The (right) choice ?
The past year I have been thinking about the possibilities my education gives me on the job market and it isn't that good. Especially in this time of crisis with budget cuts. It would have been better to have done a different Bachelor education or taken some extra classes. But how could I have known that at the time? When your a teenager you - or at least I - don't think that far ahead in a realistic way. But still you are being forced to make that choice. Something that will determine the rest of your life. That sounds pretty drastic right? Well, it isn't totally true... Because you can still switch, choose a different education, but you lose momentum ... and a lot of money in the proces. You can keep switching, but the loans will keep pilling up. The truth is that some people don't know what they want until they are like forty or something. I won't go into that, but it's a fact. And I don't want to waste my time. But I also don't know for certain that what I want to do right now is really what I want to do. How can you know for sure, right? You don't know what it will be like or what else is out there or how that would work... Anyway. I just keep reminding myself of what my father told me.

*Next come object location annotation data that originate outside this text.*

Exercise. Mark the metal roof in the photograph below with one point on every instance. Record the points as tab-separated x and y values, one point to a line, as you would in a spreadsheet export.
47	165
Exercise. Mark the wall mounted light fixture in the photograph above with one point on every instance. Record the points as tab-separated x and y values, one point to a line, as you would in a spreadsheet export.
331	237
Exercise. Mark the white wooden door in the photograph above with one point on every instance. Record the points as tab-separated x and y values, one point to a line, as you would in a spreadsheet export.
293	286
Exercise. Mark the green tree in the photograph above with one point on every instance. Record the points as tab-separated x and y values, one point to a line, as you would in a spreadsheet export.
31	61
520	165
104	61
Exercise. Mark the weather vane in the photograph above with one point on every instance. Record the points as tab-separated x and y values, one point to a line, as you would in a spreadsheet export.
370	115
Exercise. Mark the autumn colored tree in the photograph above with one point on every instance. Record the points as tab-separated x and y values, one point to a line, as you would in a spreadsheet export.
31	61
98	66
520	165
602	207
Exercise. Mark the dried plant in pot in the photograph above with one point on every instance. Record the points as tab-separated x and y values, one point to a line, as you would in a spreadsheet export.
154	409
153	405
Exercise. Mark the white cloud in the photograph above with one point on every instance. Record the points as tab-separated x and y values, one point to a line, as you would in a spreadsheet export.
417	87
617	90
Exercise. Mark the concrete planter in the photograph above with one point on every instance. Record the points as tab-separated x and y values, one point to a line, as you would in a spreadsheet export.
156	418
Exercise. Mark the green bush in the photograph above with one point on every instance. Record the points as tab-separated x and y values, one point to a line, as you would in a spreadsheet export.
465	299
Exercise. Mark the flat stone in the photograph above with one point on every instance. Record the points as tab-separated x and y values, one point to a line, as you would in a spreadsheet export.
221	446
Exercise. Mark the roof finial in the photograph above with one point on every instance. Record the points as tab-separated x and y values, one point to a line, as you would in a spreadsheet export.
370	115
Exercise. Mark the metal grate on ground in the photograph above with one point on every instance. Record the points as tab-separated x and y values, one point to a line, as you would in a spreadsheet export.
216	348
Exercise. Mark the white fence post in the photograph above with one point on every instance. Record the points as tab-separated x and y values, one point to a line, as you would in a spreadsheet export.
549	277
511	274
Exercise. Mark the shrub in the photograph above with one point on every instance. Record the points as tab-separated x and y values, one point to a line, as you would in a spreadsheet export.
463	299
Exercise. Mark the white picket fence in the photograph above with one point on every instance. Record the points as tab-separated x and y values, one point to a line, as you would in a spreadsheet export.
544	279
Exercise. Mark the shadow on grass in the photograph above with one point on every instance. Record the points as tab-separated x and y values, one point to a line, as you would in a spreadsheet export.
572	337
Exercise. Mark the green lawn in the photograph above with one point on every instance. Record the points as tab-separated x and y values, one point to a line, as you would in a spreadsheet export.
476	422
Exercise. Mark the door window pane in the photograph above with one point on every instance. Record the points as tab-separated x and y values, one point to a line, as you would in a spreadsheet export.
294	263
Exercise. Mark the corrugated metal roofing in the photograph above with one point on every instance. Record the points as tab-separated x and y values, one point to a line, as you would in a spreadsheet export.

And that is this: "If you really want it, it doens't matter how long it takes, how many letters you have to write or interviews you have to go to. You will be driven, because it's what you really want. And that will show and that is why at some point, you will get the job that you want. You just have to keep trying." 
I am the first to say that after several months of writing motivational letters and not getting invited to a job interview does bring down your spirits. But I will keep going, because if I would ever stop, I would never even get the chance. And the more you try, the bigger your chance will get. Or at least, that's what I'm hoping. As far as the education goes: I believe there are a lot of people out there that turn their hobbies into jobs without any education at all. So the drive, enthousiasm and love for doing what you do shows other people that you will be good for the job.

(Charmed 8x22 - Shared here mostly for the reason Piper gives at 2:30)

In my oppinion
I think we have to decide too young what we want to do with our lives. This may have been ok in the past and worked out, but a second Bachelor and/or Master (or other second education), not to mention the other activities (joining groups and working on personal development) has now become unpayable. So we get burned. When I was in high school I followed my heart, only to find out that there aren't that many job abilities in this field. It's a great education and I loved it (for the most part), I don't regret it. But I definitely think that in order to get a job now, I should have been better informed or told to take some other classes (like PR or New Media et cetera), to expand the fields in which I can work. This is reality and it's harsh... Looking back, I do regret, just a little bit, the decision I made. I should have chosen a safer education, something in economics, medicine or possibly IT. But for me it's too late (because I can't afford another education even though I gladly would do it), so I have to make do with what I have. So for now - in order to pay the bills - I will take some other job. I'm not saying I will give up on my dream of doing what I want to do, but I will have to persue it in my own time. Unpaid, but doing what I want because I love to do it.